Dienstag, 5. Dezember 2006
Die Worte der Linde
Arbeit, was ist Arbeit? Eigentlich eine Tätigkeit die mir das Leben in der Gesellschaft erlauben sollte oder ermöglichen? Etwas zu tun, um eine Existenz zu haben, hm, ich war unzufrieden. Existenz. Kann Existenz denn bedeuten, sich selbst aufzugeben, seiner eigentlichen Bestimmung, nämlich noch etwas zu leben, soweit fern zu sein? Arbeit auf Arbeit, Arbeit zu Hause und immer kommt es darauf an etwas zu schaffen, etwas zu bewegen, für was frage ich mich dann manchmal. So liegt meine Scheune zu meinen Füßen und wartet auf weitere Tätigkeit, um mal wieder, in neumodischer Zeit einen Sinn zu erfüllen. Tja, den gibt es schon.
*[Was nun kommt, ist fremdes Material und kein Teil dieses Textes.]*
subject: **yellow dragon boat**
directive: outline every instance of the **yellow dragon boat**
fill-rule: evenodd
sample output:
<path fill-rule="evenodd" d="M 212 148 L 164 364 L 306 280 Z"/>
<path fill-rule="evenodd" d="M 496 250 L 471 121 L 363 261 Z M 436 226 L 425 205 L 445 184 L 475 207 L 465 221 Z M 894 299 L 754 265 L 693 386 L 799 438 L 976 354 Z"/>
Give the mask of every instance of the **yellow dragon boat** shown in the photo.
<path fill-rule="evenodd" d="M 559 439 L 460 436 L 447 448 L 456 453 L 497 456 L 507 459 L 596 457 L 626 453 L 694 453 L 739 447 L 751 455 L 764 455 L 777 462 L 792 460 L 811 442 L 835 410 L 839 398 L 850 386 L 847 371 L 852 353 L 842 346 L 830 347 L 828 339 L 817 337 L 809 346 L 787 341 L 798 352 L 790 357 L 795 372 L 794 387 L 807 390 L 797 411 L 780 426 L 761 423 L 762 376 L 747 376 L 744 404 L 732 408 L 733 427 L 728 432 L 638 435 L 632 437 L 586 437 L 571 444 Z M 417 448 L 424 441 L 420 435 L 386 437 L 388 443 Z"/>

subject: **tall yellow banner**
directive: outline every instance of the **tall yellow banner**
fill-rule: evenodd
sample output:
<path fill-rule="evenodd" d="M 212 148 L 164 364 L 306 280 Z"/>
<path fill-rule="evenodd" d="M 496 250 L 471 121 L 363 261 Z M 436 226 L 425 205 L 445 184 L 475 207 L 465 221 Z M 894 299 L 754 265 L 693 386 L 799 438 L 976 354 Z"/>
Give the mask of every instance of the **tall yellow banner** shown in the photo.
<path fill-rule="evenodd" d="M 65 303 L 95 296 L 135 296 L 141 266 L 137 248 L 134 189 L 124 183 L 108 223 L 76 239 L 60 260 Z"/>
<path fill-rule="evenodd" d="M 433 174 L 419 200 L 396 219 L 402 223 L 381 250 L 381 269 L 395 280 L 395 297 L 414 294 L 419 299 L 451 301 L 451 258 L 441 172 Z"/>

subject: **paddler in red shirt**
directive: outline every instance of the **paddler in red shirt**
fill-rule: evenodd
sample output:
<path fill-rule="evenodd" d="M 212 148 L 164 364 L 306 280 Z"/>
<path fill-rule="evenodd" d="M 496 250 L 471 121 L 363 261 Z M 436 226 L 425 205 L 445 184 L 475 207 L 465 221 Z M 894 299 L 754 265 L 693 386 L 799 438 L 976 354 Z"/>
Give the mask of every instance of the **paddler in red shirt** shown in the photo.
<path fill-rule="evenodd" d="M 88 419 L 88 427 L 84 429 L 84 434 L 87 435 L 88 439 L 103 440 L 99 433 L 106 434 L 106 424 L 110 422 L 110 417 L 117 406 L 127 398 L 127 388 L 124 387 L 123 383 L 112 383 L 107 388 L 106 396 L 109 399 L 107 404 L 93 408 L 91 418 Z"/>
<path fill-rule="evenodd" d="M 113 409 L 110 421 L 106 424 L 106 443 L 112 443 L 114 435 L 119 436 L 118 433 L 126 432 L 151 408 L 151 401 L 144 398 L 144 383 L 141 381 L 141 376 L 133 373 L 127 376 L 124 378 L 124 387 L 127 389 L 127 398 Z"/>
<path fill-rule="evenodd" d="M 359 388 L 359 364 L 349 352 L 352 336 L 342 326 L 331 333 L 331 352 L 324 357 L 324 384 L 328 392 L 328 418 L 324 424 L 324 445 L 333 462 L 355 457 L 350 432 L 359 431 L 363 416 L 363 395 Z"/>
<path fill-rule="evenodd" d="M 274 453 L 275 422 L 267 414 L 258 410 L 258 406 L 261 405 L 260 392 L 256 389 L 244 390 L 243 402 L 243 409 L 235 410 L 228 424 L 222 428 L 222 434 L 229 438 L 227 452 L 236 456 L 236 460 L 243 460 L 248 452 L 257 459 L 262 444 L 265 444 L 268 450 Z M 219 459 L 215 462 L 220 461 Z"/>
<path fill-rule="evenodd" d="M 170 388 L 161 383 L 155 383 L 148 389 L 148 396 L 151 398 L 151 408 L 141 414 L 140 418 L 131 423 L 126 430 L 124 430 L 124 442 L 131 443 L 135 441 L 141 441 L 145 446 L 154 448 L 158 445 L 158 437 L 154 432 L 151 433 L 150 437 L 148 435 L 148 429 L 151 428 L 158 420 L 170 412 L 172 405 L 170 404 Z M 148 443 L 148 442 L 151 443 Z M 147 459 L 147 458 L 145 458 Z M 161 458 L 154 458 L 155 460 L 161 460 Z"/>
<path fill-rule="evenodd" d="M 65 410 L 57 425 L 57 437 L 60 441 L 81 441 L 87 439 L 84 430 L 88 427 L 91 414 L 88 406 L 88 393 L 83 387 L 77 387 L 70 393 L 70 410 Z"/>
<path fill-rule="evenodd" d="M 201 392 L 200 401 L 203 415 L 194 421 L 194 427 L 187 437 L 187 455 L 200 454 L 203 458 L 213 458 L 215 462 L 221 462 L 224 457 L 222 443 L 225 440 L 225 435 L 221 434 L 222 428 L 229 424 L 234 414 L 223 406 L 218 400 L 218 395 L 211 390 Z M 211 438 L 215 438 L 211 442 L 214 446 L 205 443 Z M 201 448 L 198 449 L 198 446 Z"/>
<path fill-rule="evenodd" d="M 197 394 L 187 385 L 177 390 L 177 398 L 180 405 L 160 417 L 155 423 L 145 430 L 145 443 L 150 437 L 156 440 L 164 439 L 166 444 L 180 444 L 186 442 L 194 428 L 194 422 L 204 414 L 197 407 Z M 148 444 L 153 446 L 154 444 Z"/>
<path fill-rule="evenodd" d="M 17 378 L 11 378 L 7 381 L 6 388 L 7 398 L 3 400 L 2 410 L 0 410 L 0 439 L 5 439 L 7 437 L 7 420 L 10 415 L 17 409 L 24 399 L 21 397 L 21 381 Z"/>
Ich hatte mir zum Ziel gesetzt, zur Jugendweihe meines Sohnes sollte sie zum Feiern vorgerichtet sein, jedenfalls soweit umgebaut, das mal die eine oder andere Familienfeier drin stattfinden kann, da das Haus dafür wirklich zu klein ist und einen richtigen Sinn, außer Abstellmöglichkeiten zu bieten, hat sie eh bei uns nicht.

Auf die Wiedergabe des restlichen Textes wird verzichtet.